Highly strained films of BiFe0.5Mn0.5O3 (BFMO) grown at very low rates by pulsed laser deposition were demonstrated to exhibit both ferrimagnetism and ferroelectricity at room temperature and above. Magnetisation measurements demonstrated ferrimagnetism (TC ∼ 600K), with a room temperature saturation moment (MS) of up to 90 emu/cc (∼ 0.58 μB/f.u) on high quality (001) SrTiO3. X‐ray magnetic circular dichroism showed that the ferrimagnetism arose from antiferromagnetically coupled Fe3+ and Mn3+. While scanning transmission electron microscope studies showed there was no long range ordering of Fe and Mn, the magnetic properties were found to be strongly dependent on the strain state in the films.
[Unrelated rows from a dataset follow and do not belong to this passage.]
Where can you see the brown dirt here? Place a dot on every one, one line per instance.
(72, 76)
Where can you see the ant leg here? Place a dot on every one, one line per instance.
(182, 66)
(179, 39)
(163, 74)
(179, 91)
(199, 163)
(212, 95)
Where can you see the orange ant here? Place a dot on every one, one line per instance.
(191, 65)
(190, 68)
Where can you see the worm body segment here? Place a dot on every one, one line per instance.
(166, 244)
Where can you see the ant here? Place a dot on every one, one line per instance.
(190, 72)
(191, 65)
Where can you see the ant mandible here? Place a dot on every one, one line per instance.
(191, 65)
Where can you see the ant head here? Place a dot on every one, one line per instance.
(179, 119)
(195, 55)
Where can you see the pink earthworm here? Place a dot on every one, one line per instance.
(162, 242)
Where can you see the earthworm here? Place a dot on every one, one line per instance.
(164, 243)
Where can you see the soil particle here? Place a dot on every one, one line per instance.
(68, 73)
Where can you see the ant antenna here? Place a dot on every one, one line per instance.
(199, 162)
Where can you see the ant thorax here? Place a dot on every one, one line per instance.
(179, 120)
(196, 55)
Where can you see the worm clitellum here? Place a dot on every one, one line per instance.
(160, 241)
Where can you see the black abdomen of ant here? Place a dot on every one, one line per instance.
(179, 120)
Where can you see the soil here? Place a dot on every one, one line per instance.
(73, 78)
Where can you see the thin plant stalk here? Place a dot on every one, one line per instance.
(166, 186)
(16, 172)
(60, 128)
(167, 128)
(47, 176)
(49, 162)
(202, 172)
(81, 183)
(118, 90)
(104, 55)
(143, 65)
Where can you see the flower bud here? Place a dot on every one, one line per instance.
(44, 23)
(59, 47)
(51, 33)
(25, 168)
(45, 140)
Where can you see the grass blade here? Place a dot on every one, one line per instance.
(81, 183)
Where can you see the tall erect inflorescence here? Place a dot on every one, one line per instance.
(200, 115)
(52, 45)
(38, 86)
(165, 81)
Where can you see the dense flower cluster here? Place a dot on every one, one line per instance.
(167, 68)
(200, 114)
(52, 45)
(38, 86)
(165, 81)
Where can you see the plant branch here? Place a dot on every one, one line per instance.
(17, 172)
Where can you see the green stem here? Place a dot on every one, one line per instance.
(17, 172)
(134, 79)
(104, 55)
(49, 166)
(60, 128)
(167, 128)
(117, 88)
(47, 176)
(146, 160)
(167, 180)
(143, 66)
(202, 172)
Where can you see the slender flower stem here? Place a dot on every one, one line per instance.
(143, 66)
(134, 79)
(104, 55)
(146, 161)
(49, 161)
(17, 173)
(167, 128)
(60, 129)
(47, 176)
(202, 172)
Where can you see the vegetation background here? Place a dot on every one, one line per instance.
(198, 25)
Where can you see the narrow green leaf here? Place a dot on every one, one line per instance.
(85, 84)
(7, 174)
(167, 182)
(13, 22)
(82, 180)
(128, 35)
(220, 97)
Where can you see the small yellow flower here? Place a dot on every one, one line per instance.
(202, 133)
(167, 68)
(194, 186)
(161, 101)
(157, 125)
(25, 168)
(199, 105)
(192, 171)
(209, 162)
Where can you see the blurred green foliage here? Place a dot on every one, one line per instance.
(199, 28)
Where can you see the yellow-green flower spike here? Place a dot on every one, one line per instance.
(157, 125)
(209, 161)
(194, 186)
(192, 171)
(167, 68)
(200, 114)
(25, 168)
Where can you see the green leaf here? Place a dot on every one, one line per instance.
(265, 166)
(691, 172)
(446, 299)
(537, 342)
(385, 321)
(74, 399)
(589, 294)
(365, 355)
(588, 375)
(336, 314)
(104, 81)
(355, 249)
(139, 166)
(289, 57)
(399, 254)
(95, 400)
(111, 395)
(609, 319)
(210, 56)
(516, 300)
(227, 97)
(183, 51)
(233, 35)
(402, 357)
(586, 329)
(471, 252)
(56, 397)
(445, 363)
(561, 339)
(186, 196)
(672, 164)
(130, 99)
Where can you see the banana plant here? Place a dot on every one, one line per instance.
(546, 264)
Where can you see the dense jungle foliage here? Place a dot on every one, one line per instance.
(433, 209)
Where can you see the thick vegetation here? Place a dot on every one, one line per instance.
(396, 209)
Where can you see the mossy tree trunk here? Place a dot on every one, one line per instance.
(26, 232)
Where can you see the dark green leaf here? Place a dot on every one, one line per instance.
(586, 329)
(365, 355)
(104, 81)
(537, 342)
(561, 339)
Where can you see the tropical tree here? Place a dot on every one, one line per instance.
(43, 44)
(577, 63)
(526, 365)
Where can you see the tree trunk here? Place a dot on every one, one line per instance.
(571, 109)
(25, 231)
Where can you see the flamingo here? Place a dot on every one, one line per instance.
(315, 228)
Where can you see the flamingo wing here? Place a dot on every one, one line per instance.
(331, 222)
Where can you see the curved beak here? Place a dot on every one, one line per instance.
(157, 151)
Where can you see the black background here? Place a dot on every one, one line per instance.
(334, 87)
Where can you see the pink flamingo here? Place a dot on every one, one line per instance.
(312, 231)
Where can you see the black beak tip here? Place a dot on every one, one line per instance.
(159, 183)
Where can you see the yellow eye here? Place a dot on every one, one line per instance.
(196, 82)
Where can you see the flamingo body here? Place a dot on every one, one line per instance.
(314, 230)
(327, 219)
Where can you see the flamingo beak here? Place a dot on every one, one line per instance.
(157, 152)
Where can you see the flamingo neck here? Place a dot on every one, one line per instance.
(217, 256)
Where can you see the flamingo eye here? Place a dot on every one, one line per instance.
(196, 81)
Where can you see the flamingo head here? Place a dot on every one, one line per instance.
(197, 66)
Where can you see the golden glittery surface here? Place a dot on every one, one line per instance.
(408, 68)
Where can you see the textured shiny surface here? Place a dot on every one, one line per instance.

The magnetism is explained to arise from one of three possible mechanisms with Bi polarization playing a key role. A signature of room temperature ferroelectricity in the films was measured by piezoresponse force microscopy and was confirmed using angular dark field scanning transmission electron microscopy. The demonstration of strain induced, high temperature multiferroism is a promising development for future spintronic and memory applications at room temperature and above. A new window for designing multiferroic materials through epitaxial strain control: For the first time, coexistent ferrimagnetism and ferroelectricity is demonstrated at RT in BiFe0.5Mn0.5O3 (BFMO) by strain engineering. The most highly strained and crystalline films have a ferrimagnetic transition temperature of ≈600 K, which is 500 K higher than bulk BMO and a piezoresponse amplitude of 45 pm/V.